The construction of Dinh Bang was initiated by a mandarin in the village namely Nguyen Thac Luong. He and his spouse Nguyen Thi Nguyen along with locals in the region donated workdays and money to build the communal house.
Dinh Bang is used for worshipping Cao Son Dai Vuong (Mountain Spirit), Thuy Ba Dai Vuong (Water Spirit), and Bach Le Dai Vuong (God of Agriculture), together with the six individuals who rebuilt the village in the 15th century after it was devastated during the Ming occupation (1408-1428).
The communal house is located on a high ground and faces the south. It was surrounded by 17 lakes – which were the remains of Tien Luong (or Tieu Thong) river, a canal which was linked to the Duong River and served as a convenient water way for the Kings of the Ly dynasty (1009-1225) to come to visit the area from Thang Long, the then royal capital. Yet only a small lake in front of the communal house still exists.
Long ago, it had a three-entrance gate with a left wing and a right wing. It was destroyed during the wartime. There now remain only the Hall of Ceremonies and a corridor leading to the Inner Room.
The Hall of Ceremonies is 20 metres long, 14 metres large and comprises seven smaller compartments and two wings. Its elevated floor is covered with blue stones and stairs. The roof is supported by 60 ironwood columns and a framework of valuable wood, which are elaborately sculptured with common images such as dragon figures.

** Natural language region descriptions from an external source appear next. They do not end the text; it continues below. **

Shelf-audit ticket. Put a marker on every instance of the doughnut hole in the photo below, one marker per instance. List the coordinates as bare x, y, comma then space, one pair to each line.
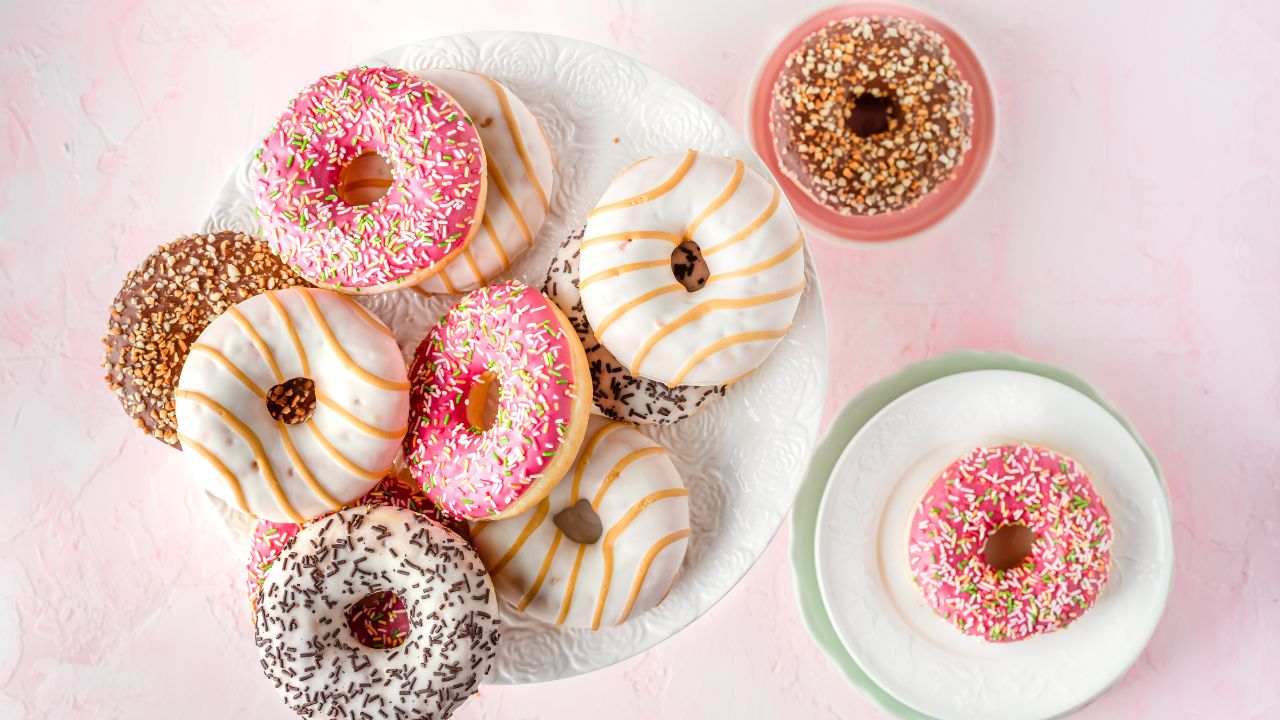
365, 180
483, 402
1009, 546
869, 114
689, 267
292, 401
379, 620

Two big ceremonies are annually held in Dinh Bang communal house are the traditional festival on the 12th day of the second lunar month and the festival in commemoration of the establishment of the Ly dynasty on the 15th day of the third lunar month.
Previously, Kinh Bac consisted of Bac Giang province and Dong Anh and Long Bien districts of Hanoi. The region is associated with several legends and is considered the cradle of the Dai Viet (Great Viet) civilisation.
Located in the centre of the Red River Delta, Kinh Bac is blessed with fertile land, beautiful landscapes and favorable conditions for economic and cultural exchanges with other localities throughout the country.
Since the early years before Christ, the region was one of the cradles of the wet rice civilization and the founding place of the Great Viet civilisation. It is home to several relics, pagodas, towers, temples and stupas which were built under several feudal regimes.
Kinh Bac is also famous nationwide for its folk festivals, especially Quan Ho folk singing, an art form that combines various elements, including music, lyrics and costumes, and features the distinctive culture of people in the region formerly called Kinh Bac.
The singing represents different kinds of relationships — the relationship between male and female singers as romantic lovers, the relationship between two friendly villages and the relationship between performers and the audience. Each element helps define quan ho, give it life and meaning, and the resulting harmony is so much more than just a beautiful song.
From only 49 original Quan ho villages and 34 clubs, there are now 369 Quan ho villages and 381 clubs with over 10,000 members. Especially, more than 140 clubs are run in other provinces and by overseas Vietnamese communities.
The art of love duets was inscribed in UNESCO’s representative list of intangible cultural heritage in September 2009./.